Negli scenari elaborati dai climatologi le aree in cui oggi si trovano le salamandrine potrebbero essere interessate da un aumento delle temperature, non da una diminuzione: perché allora dobbiamo temere per la sopravvivenza delle salamandrine? “Perché si ridurrebbe l’idoneità climatica per questi anfibi – spiega Macaluso – Le proiezioni sui modelli climatici futuri, sotto diversi scenari di riduzione di emissioni di CO2, hanno messo in luce una drastica riduzione delle aree con elevata idoneità climatica per le salamandrine anche all’interno della nostra penisola nei prossimi 50 anni. In altre parole, non per forza i motivi dell’estinzione sarebbero gli stessi che ne hanno causato la scomparsa in passato, poiché il riscaldamento climatico ha tutte le potenzialità per causare problemi”.
Preservare gli ecosistemi delle salamandrine non è indispensabile soltalto per salvaguardare questa specie. Le zone umide dell’Appennino ospitano infatti molte altre specie di anfibi a rischio di estinzione proprio a causa del riscaldamento climatico e della diffusione delle specie aliene. Il Wwf ritiene che gli anfibi , che contano oltre 6.500 specie nel mondo, sono in assoluto la classe di vertebrati più minacciata di estinzione del Pianeta: “il 33% delle specie di rane, rospi, salamandre e tritoni oggi esistenti è a vario grado in pericolo di estinzione”, sostiene l’associazione, che aggiunge: “La perdita delle zone umide corre a velocità 3 volte maggiore rispetto a quella delle foreste (Gardner and Finlayson 2018).

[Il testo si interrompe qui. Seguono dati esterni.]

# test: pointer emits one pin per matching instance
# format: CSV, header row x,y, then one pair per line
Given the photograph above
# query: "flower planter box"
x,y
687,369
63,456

Prendersi cura della salamandrina è poi una priorità anche per altre ragioni.”Non solo questa salamandra rappresenta l’unico genere di vertebrato endemico della Penisola Italiana, – continua Macaluso – ma è anche un animale unico a livello mondiale sia per quanto riguarda il suo aspetto colorato, sia per quanto riguarda il suo particolare comportamento. Ricordiamoci che questo abitante del sottobosco italiano è una delle poche salamandre del mondo a mostrare il cosiddetto unkenreflex, un comportamento con cui mostra l’accesa colorazione di ventre, zampe e coda per intimorire i predatori, ed è l’unica al mondo attualmente nota per essere in grado di alzarsi sulle zampe posteriori e assumere una posizione bipede in determinate circostanze”.